(CBS News) A blood test that might be able to predict breast cancer's spread may improve diagnosis and treatment for women with early stage breast cancer, a new study finds.
Dr. Anthony Lucci, a professor of surgical oncology at the University of Texas, Anderson Cancer Center in Houston, and his colleagues looked at 302 patients with operable breast cancer. Their previous research identified so-called circulating tumor cells in the blood of patients who had metastatic breast cancer, or breast cancer that has spread. The cells are shed by tumors and are thought to cause cancer if they latch on to another area in the body.
For this study, published in the June 5 issue of Lancet Oncology, the researchers wanted to know if these circulating cells could be found in patients at an earlier stage of the disease and whether or not the presence of cells could predict disease progression.
After examining the patients with a blood test, the researchers identified circulating tumor cells in 24 percent of the study group. Further analysis revealed the presence of the cells predicted disease progression and the patient's overall survival rate. Fifteen percent of patients who tested positive for the cells had relapsing breast cancer, while 10 percent died during the four-year-study period. That compares to 3 percent of patients who didn't test for the cells that relapsed and 2 percent that died during the study.
"If they have them they had roughly four times the risk of either (the cancer) recurring or dying than those who don't have the cells," Lucci told WebMD.
For patients with a higher concentration of circulating tumor cells found in the blood - with three of the cells present - 31 percent of them died or relapsed during the study.
WebMD reports that the study might explain why about 25 percent of breast cancer patients who catch their cancer early with surgery will see it return.
Experts commenting on the study said the blood test may one day help personalize treatment for breast cancer patients.
"We are moving into a state where we're looking at a person's individual tumor and this is another way to do that, potentially leading to treatment," Dr. Stephanie Bernik, chief of surgical oncology at Lenox Hill Hospital in New York City, told HealthDay.

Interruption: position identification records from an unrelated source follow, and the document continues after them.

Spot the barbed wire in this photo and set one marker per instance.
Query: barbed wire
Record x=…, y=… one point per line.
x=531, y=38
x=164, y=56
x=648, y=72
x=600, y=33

In an accompanying editorial in the same journal, Dr. Justin Stebbing, a professor of cancer medicine and oncology, at Imperial College, London, U.K., welcomed the findings, but cautioned more research is needed to determine how it could help patients.
Stebbing wrote, "At present we are in a difficult situation where we have a reliable prognostic biomarker but restricted guidance on how this information should be used, and therefore, until the completion of further studies, we do not envisage patients being treated differently on the basis of these data."